Les visages d’ATD Quart Monde – Paul Bouchet : un combat toujours actuel pour l’égale dignité de tous

Une cinquantaine de personnes se sont réunies le 20 juin au siège d’ATD Quart Monde, à Montreuil, pour réfléchir à la manière dont la pensée et les combats de son ancien président, Paul Bouchet, imprègne aujourd’hui le Mouvement.

« S’engager très concrètement face à l’inacceptable », tel était l’un des moteurs de Paul Bouchet, président d’ATD Quart Monde de 1998 à 2002, décédé le 25 mars dernier. Lors d’une soirée organisée par ATD Quart Monde le 20 juin, une cinquantaine de personnes ont ainsi pu découvrir ou redécouvrir les multiples combats de celui qui a été toute sa vie « un résistant », selon les mots de Pierre Saglio, ancien président du Mouvement de 2002 à 2010.

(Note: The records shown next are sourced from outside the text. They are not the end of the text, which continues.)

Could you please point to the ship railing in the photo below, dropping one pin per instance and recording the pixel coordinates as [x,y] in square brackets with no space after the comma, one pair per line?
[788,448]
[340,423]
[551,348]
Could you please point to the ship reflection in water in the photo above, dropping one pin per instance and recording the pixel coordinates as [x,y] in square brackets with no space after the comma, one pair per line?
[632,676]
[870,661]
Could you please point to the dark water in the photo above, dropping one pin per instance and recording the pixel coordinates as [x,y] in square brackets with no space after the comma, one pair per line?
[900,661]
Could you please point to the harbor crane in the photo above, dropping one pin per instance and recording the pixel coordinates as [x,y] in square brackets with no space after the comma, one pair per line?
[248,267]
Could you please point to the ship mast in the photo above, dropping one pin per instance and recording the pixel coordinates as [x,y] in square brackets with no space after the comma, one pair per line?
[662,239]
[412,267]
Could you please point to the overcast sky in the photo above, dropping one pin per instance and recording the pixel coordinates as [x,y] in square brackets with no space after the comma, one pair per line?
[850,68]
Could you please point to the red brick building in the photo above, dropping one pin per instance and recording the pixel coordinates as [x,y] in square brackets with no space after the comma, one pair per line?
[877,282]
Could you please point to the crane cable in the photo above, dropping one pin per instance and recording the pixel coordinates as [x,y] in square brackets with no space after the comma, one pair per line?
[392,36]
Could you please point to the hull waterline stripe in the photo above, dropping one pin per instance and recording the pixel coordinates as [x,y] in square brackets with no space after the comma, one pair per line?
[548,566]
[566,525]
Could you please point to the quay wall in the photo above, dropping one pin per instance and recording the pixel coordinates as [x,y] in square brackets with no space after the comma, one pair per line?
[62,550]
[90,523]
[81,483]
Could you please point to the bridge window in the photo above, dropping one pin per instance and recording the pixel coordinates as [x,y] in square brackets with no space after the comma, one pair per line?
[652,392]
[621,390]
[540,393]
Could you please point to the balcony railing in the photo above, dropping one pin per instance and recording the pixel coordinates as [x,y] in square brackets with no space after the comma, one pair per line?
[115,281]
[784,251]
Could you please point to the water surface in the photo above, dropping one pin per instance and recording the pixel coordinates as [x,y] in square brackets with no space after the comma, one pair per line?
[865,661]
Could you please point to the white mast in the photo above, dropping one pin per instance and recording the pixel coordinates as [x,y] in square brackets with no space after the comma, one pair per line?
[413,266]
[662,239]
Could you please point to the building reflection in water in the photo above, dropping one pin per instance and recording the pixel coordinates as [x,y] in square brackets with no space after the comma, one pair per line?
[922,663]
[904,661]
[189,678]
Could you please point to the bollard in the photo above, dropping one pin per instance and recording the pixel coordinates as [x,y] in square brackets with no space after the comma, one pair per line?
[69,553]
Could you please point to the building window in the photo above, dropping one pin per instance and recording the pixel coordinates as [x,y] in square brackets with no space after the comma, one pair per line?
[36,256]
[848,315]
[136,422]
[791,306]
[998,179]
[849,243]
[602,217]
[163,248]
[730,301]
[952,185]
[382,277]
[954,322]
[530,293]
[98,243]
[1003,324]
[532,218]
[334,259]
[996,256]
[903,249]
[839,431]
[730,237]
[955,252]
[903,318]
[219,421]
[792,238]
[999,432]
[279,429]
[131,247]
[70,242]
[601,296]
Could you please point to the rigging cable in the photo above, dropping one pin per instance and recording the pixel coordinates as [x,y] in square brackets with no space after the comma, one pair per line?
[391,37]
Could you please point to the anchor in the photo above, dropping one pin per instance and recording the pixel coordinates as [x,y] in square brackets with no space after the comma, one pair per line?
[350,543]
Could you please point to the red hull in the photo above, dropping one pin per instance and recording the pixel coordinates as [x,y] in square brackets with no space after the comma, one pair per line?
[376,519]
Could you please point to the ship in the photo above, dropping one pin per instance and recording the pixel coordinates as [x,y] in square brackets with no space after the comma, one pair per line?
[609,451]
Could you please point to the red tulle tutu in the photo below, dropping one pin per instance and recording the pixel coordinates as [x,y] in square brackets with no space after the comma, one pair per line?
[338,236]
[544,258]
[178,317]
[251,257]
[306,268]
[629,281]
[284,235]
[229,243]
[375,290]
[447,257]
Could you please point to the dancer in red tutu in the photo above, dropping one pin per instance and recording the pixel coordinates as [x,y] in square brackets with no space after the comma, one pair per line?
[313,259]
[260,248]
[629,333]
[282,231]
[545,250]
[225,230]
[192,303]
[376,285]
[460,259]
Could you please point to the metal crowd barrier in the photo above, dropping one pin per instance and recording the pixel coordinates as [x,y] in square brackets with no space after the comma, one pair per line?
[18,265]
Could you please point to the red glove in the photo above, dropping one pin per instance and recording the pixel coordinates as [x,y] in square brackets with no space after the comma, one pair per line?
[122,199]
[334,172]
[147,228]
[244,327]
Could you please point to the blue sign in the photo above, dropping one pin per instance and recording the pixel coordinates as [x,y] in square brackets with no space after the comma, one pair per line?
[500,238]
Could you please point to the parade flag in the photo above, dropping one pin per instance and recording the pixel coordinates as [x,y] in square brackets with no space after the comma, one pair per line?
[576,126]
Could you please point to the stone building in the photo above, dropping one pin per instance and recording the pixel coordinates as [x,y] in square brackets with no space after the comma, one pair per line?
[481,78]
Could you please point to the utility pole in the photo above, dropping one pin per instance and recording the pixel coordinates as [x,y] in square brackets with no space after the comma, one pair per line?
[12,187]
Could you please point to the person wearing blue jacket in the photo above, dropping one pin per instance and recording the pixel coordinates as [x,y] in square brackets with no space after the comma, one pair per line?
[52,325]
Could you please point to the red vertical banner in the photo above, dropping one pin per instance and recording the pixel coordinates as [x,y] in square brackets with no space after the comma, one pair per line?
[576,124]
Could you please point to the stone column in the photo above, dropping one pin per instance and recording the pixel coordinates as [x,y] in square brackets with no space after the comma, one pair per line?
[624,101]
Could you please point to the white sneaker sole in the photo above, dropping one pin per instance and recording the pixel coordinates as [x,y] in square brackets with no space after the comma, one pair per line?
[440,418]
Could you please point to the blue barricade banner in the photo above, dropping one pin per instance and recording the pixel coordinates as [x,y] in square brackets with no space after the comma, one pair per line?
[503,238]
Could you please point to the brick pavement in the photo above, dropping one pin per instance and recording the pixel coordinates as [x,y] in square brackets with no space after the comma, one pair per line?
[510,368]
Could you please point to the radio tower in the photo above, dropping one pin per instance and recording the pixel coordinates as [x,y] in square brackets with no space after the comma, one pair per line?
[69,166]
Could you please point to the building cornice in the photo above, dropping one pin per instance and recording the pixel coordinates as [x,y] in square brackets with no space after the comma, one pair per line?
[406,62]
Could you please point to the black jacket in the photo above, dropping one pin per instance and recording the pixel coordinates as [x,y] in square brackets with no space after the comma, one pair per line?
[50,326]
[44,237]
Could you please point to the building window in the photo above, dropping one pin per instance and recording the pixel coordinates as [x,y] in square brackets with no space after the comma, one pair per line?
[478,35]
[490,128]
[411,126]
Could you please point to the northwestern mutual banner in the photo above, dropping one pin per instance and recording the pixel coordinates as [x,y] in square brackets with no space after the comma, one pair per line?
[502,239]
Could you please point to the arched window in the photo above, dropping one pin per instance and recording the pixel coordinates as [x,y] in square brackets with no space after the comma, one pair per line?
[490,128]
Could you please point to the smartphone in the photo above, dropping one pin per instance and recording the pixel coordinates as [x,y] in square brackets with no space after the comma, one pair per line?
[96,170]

Son premier combat aux côté d’ATD Quart Monde fut celui pour la loi d’orientation contre les exclusions de 1998. Paul Bouchet « s’est battu pour inscrire ce qui fait le fondement éthique de ce texte, dans son article 1 : ‘La lutte contre les exclusions est un impératif national fondé sur le respect de l’égale dignité de tous les êtres humains’ », a rappelé Pierre Saglio. Une lutte que Paul Bouchet n’a cessé de mener, comme il le rapportait dans son ouvrage, La misère hors la loi : « L’égale dignité s’oppose radicalement à toute prétention de hiérarchiser les êtres humains en sur-hommes ou sous-hommes. C’est bien la croyance en une dignité égale de tous les hommes qui différencie fondamentalement la démocratie au sens plein de tous les systèmes totalitaires. »

Pour Paul Bouchet, « la misère n’est pas seulement un objet de compassion, mais d’abord la violation du droit de l’homme le plus fondamental : le droit à la dignité. C’est d’abord ce droit-là que doit assumer la finalité de toute politique visant à abroger l’insupportable misère ». L’ancien président avait ainsi à cœur de faire en sorte qu’ATD Quart Monde « refuse se se laisser enfermer dans un combat catégoriel et soit un mouvement de lutte contre la pauvreté », a souligné Pierre Saglio. « Paul Bouchet nous a fait comprendre que nous sommes un Mouvement de l’égale dignité. C’est une mue profonde, inachevée, que nous devons approfondir. »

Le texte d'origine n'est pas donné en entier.